Ki-Chul Kwon received his PhD in information and communication engineering from Chungbuk National University in 2005. Since 2008, he has been a researcher/visiting professor at BK21Plus Program in the School of Electrical Engineering and Computer Science, Chungbuk National University. His research interests include three-dimensional imaging systems, medical imaging, and computer vision.
Byung-Muk Lim is an MS candidate who is working for the Department of Computer Science at Chungbuk National University, Republic of Korea. He received his BS degree in computer education from Chungbuk National University in 2015. His research interests include computer graphics and 3-D digital content.
Ho-Wook Jang is a PhD candidate who is working for the Department of Digital Information and Convergence at Chungbuk National University, Republic of Korea, and is also a principal member of research staff who is working for the Department of Next Generation Content Research Division at Electronics and Telecommunications Research Institute, Republic of Korea. He received his BS degree in computer engineering from Kyungpook National University, Republic of Korea, in 1986, and also received his MS degree in computer science from Korea Advanced Institute of Science and Technology, Republic of Korea, in 1988. His research interests include computer graphics, 3-D character animation, and 3-D digital content.
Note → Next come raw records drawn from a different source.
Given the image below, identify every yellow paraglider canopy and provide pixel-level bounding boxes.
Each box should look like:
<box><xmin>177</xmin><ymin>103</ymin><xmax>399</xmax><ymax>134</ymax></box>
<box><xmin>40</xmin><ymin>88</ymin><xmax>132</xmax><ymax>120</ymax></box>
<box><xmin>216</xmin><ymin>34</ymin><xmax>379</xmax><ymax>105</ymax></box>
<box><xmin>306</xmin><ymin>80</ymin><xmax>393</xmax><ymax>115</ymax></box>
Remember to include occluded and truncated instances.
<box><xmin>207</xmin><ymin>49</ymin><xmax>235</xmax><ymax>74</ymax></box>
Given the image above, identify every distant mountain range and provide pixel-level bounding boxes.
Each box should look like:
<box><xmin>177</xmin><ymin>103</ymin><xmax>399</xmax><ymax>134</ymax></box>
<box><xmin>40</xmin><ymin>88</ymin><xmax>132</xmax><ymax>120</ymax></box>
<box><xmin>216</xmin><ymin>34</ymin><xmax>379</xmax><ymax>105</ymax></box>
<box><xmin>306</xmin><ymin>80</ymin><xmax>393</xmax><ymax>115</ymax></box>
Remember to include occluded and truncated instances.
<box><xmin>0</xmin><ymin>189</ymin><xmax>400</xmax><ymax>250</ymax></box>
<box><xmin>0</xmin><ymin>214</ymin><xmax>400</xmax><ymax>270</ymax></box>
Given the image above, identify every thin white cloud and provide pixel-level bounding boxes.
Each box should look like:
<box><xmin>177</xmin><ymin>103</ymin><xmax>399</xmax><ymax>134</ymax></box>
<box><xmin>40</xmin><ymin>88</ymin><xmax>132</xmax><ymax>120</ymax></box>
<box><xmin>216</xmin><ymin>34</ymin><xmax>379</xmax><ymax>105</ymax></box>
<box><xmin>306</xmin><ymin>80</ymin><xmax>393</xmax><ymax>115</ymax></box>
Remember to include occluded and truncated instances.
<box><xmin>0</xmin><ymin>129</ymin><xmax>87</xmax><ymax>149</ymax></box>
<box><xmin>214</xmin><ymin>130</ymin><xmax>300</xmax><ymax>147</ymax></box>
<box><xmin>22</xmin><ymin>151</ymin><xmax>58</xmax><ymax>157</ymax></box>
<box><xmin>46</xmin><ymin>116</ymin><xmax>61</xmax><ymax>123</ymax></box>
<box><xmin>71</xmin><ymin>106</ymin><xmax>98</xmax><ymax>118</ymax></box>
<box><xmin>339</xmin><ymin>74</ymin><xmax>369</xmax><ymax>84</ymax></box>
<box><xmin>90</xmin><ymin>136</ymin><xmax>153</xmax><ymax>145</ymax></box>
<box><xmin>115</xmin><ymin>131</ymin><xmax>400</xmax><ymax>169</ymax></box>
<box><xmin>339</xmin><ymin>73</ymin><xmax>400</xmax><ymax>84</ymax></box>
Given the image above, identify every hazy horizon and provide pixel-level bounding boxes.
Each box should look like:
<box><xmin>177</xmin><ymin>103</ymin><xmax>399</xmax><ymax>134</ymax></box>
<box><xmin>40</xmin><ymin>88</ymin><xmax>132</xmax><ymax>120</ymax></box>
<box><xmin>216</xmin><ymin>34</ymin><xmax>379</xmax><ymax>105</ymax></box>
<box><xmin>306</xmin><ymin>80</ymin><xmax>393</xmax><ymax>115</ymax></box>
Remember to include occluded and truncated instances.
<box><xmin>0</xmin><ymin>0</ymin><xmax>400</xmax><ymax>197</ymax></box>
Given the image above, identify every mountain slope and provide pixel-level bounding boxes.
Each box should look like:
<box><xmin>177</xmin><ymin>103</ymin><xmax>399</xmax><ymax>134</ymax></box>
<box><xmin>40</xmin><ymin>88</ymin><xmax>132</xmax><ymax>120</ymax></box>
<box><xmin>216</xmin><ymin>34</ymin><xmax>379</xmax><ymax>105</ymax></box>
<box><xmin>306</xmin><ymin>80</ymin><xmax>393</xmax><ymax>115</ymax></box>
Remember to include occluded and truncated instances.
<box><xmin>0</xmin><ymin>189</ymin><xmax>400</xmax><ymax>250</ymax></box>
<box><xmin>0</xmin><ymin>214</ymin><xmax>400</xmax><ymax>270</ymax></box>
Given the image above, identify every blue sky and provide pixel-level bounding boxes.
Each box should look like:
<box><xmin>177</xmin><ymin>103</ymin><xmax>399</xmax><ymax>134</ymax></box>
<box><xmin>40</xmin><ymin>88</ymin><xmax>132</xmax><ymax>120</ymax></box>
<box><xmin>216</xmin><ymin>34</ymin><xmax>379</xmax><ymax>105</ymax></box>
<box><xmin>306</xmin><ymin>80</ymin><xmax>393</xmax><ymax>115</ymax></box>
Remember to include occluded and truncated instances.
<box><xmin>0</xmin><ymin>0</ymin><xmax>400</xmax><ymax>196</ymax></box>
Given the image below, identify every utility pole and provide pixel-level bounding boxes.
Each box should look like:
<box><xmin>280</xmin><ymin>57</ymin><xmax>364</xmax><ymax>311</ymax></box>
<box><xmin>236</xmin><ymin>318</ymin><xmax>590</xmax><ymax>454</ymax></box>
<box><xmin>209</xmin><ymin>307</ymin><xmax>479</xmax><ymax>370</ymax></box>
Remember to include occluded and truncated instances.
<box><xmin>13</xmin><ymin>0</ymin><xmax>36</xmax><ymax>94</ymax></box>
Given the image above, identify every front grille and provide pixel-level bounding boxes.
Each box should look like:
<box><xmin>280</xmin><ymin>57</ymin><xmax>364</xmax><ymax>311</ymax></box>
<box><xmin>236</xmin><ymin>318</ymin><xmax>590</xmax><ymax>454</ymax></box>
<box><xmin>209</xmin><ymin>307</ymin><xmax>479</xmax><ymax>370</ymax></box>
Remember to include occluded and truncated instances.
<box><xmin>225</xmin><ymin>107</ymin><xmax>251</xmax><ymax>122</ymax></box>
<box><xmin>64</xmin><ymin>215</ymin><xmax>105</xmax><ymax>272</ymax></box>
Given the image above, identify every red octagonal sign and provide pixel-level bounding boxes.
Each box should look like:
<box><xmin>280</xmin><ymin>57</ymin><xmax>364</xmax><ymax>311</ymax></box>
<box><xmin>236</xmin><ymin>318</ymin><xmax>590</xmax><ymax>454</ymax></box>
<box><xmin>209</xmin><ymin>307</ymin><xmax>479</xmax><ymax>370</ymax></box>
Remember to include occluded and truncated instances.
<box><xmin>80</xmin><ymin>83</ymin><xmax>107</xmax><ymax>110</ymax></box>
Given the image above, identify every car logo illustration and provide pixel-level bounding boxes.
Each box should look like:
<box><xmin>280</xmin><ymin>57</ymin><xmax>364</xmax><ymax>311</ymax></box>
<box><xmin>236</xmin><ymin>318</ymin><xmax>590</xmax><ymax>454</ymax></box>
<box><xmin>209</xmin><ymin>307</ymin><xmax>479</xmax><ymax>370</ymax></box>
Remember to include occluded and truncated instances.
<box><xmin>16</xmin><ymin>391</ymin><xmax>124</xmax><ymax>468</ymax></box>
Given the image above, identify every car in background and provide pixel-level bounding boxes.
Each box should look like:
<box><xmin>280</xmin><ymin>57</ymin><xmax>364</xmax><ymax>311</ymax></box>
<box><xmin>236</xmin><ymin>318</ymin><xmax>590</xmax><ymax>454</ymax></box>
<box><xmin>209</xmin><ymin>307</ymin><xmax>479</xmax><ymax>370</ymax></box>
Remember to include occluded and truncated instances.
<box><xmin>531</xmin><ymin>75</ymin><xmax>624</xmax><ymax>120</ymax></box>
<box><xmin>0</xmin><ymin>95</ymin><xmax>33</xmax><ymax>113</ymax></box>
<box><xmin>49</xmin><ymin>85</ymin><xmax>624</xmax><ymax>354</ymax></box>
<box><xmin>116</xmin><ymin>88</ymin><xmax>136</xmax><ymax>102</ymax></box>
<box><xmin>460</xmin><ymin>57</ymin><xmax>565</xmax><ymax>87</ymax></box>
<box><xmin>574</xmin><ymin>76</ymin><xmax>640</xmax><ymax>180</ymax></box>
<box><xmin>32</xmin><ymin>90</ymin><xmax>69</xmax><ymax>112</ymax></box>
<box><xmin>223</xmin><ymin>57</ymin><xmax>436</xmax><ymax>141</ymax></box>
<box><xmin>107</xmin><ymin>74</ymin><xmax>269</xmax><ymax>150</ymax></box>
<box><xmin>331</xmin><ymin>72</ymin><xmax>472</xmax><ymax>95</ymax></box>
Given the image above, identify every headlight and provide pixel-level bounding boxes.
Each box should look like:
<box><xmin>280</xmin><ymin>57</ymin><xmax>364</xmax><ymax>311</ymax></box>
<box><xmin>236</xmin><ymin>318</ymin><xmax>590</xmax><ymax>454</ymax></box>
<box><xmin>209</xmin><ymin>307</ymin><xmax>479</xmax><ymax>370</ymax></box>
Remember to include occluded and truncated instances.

Nam Kim received his PhD in electronic engineering from Yonsei University, Seoul, Republic of Korea, in 1988. Since 1989, he has been a professor in the Department of Computer and Communication Engineering, Chungbuk National University. From 1992 to 1993, he spent a year as a visiting researcher in Dr. Goodman’s Group at Stanford University. In addition, he attended Caltech as a visiting professor from 2000 to 2001. He is research interests include the holographic technique, integral imaging, diffractive optics, and optical memory systems.
Kwan-Hee Yoo is a professor working for the Department of Computer Science at Chungbuk National University, Republic of Korea. He received his BS degree in computer science from Chonbuk National University, Republic of Korea, in 1985, and his MS and PhD degrees in computer science from Korea Advanced Institute of Science and Technology, Republic of Korea, in 1988 and 1995, respectively. His research interests include computer graphics, integral imaging systems, dental/medical systems, and smart learning.